I sent another friend this email:  "I have to keep running after all the work ... and in between having little breakdowns because this week is the 4th anniversary of watching my sister die... ugh... compounded by the fact that every day brings us closer to the year anniversary of S's death. It is all one big trigger ...my neck is killing me and I am frequently on the edge of panic attack over seemingly silly things... oh PTSD is so real. Trauma I do not love you and don't know how to let you go..."

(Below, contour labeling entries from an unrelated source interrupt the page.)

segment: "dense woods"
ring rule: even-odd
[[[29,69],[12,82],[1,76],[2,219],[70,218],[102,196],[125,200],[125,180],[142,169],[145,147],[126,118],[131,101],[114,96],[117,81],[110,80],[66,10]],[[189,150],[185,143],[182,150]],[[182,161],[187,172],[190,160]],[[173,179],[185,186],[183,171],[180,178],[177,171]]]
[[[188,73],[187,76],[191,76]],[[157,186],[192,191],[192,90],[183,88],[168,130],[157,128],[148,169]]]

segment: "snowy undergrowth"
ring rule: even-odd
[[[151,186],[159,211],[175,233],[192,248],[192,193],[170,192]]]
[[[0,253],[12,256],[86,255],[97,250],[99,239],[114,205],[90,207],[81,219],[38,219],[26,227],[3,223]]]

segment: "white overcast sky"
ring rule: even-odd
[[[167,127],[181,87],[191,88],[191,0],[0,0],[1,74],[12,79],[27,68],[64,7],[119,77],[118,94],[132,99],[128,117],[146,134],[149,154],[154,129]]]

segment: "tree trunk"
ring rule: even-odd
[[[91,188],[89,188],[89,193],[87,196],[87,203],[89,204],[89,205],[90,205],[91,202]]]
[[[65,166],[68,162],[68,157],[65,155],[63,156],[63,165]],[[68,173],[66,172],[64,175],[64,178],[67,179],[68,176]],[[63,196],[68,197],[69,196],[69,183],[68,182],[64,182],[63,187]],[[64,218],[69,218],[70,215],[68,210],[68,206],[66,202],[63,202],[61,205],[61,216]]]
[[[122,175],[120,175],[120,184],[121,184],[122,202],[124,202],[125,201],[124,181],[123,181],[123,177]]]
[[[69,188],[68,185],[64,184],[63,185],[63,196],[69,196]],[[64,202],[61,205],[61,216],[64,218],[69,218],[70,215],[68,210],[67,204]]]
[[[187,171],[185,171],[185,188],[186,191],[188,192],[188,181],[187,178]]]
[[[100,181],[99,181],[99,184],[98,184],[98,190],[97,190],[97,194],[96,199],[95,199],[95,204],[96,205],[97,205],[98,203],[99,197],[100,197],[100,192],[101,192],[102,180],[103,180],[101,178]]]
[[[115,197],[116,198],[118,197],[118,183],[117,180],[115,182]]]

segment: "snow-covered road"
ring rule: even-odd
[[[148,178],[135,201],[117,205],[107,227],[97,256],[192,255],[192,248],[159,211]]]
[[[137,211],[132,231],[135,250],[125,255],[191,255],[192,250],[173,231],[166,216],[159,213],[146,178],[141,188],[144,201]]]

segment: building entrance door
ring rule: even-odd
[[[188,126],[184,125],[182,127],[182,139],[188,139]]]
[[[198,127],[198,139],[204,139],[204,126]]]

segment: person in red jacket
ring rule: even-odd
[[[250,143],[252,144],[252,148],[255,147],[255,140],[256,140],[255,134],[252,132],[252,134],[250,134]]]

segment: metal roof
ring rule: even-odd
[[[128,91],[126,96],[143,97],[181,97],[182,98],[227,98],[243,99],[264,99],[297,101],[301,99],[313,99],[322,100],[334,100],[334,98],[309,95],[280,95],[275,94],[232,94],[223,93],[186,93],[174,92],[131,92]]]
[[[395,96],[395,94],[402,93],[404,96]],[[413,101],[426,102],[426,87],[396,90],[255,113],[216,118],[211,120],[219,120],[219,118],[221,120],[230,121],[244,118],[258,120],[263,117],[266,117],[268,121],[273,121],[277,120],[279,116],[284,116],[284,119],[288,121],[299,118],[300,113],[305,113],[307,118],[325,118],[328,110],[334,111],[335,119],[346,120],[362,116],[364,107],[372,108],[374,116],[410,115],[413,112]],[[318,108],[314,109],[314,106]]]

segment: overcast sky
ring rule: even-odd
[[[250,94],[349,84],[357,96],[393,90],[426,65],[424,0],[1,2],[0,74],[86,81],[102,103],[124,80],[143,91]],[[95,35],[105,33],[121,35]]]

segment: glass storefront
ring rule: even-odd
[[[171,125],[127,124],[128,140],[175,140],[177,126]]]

Hours later, this friend responded via text, not necessarily inviting conversation about the pain.

 I responded thusly:
"It is interesting on the grief issue Each year is different. Last year I was dealing with other losses and then S and no room to process. So here I go again wondering if it will ever get better. ... I am not sure what better would look like. Honestly when the grief hits me I am utterly bereft. And other times I feel guilty or angry to be the survivor. And of course there are times I just want to crawl back into the convenient middle child role where I am not responsible for everyone's well being. Better would be to not have any of these overwhelming feelings. Perhaps to remember good times without the stabbing cruelty of loss bound to it."

I look at it now in black and white and wonder if either of them had any idea how hard it was for me to put those feelings into words. I wonder if they can feel the subtext and intertext that does not appear in black and white. There are precious few words there in those messages. Can they know how hard it is for me to talk about this at all? Does anyone have the capacity to read around someone's terse, cryptic messages?